Wiki FAQ didn't work for me on their site... So no seeing the finer points for the technerdios....

Nice that it is cross platform...

Clients so far seem a bit sparce on features in the comparison matrix they have on site...

Hell, I'll get it up and going


----------



## k0nsl (Jul 13, 2014)

Well, I'm using the 'standard' Tox client from tox.im and it's very lightweight especially with respect of comparison with something like Skype, but functionality is ‘so-so’. It is very limited. The most annoying about it at the moment is the lack of “group chat” which is not even working, at least it isn’t for me, or my friends.  — and that’s the most useful feature for me.

But I will keep it & continue to watch the development.


----------



## clownjugglar (Jul 14, 2014)

I've never used it, but kept it in mind. I visit their page about once a month. Still doesn't seem like something I could use without getting frustrated.

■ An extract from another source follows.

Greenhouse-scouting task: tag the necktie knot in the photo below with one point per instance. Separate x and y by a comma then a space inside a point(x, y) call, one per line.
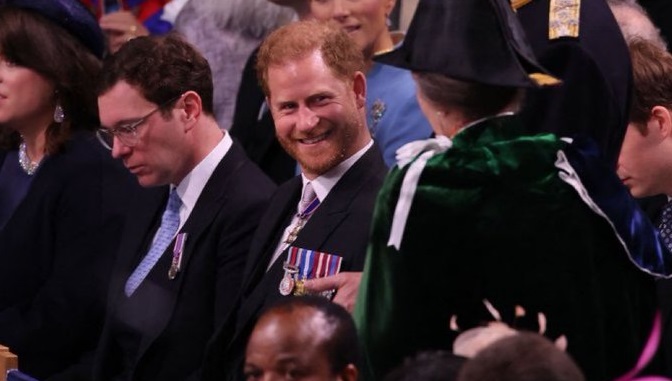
point(174, 202)
point(307, 197)
point(170, 221)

They have reddit sub @ /r/projecttox

/r/crypto has a bit of talk here: http://www.reddit.com/r/crypto/comments/1jdhpl/hi_im_a_contributor_to_tox_and_we_would_love_to/ but it's nearly a year old.

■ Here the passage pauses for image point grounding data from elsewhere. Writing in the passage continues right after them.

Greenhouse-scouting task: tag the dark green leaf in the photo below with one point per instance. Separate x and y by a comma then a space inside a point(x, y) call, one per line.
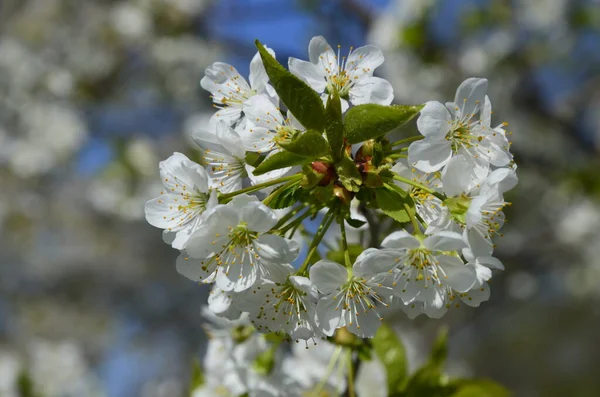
point(370, 121)
point(355, 223)
point(285, 196)
point(308, 144)
point(427, 380)
point(279, 160)
point(392, 355)
point(349, 174)
point(392, 203)
point(25, 385)
point(197, 378)
point(334, 126)
point(304, 102)
point(480, 388)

and /r/linux at about 4 months old: http://www.reddit.com/r/linux/comments/1yhp9a/tox_a_free_as_in_freedom_skype_replacement/


----------



## Aldryic C'boas (Jul 14, 2014)

Not really seeing the advantage of this over a private XMPP, honestly.


----------



## wlanboy (Jul 14, 2014)

Yup, yet another client for yet another network noone (that I know) is using.


----------



## fisle (Jul 14, 2014)

What I want in messaging service:

1) Use multiple clients/devices at the same time

  - Multiple client sharing one "address" in Tox is not possible last I checked.

2) Every client receives every message

  - Somewhat working with Message Carbons in XMPP

3) Open Source backend/frontend

  - Telegram/WhatsApp, HipChat etc are out of the question.

4) Easy to use encryption, also in MUCs (Multi User Chatrooms)

  - This kicks out couple of clients that only support OTR messaging that only works one-to-one.

5) Able to send pictures

  - Works one-to-one with proper clients in XMPP. No MUC support afaik 

6) Video and Audio calling

  - Jitsi is the only client where this actually works?

For me these are the most important features. It's a shame that closed source apps are the best bet for messaging right now.


----------



## Neo (Jul 16, 2014)

F168CA9D10BBCB3CCEF0F4A1DE66AA714CEA1AFDA7D299F40C02D2058C6F323D5F87ED7C14AB

If someone wants to add me.


----------